Wednesday, February 10, 2016

Proteostasis in intact animals!!!

This new paper from Dean Hammond et al., is an absolutely elegant approach to exploring amino acid integration and protein turnover.

What'd they do? They took a bunch of voles (had to look up what there were, knew it was a rodent...)

and fed them food that contained stable isotope lysine!  Then they studied the proteins from various organs of the cohort over time.  How much time? 40 days!!

From these samples they did single dimension LC separation with 15cm EasySprays on <100 min gradients on a Q Exactive running a nice standard top10 method.  The resulting RAW data was ran through Mascot and quantification was done with Progenesis.

To really assess the big question here -- protein turnover, they had to work up their own math and processing methods in-house, but the RAW data was put on PRIDE (PXD002054) and the calculations and logic laid out in great detail so anyone who wanted to look at these dynamics could check their methods (seriously...a well written paper!).

So what did we get out of this one? It seems like this is a starting point for this group. Here is a protein integration/turnover model system and now that they (and we!) have this system in place, they can start to look at more complex perturbations of this system. They specifically mention that they will be further applying this system to body mass altered systems.  What we get is a really good dataset describing in a mammal, how reliable our turnover models (based largely on unicellular organisms!) are on a global level scale.

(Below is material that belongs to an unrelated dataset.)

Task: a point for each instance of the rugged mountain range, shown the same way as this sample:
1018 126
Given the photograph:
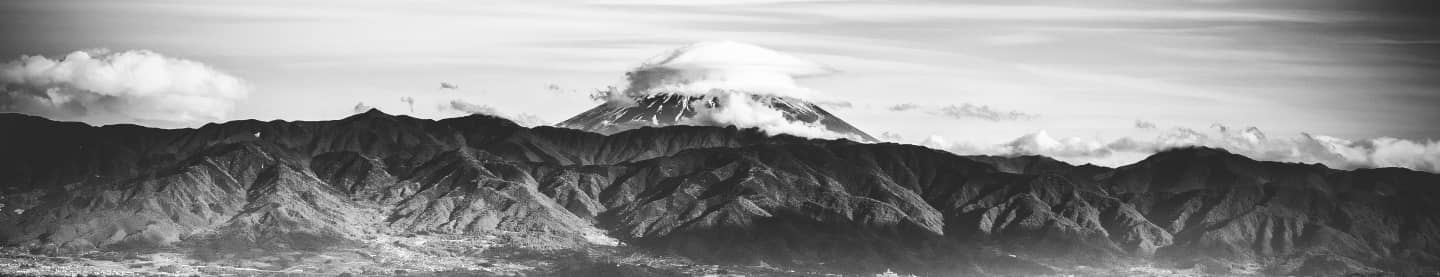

One challenge they had here was that the Vole doesn't have the best genome. But you know, someone somewhere out there is probably working on it, so this is a good dataset that will only get better with time!

I'd just like to throw out this thought: In the liver, they were able to calculate the turnover rates of over 1,000 proteins. >1,000!!! They did this with an incomplete genome, a 15cm EasySpray column and a Q Exactive classic and some really good biology! I am so psyched about where we are these days!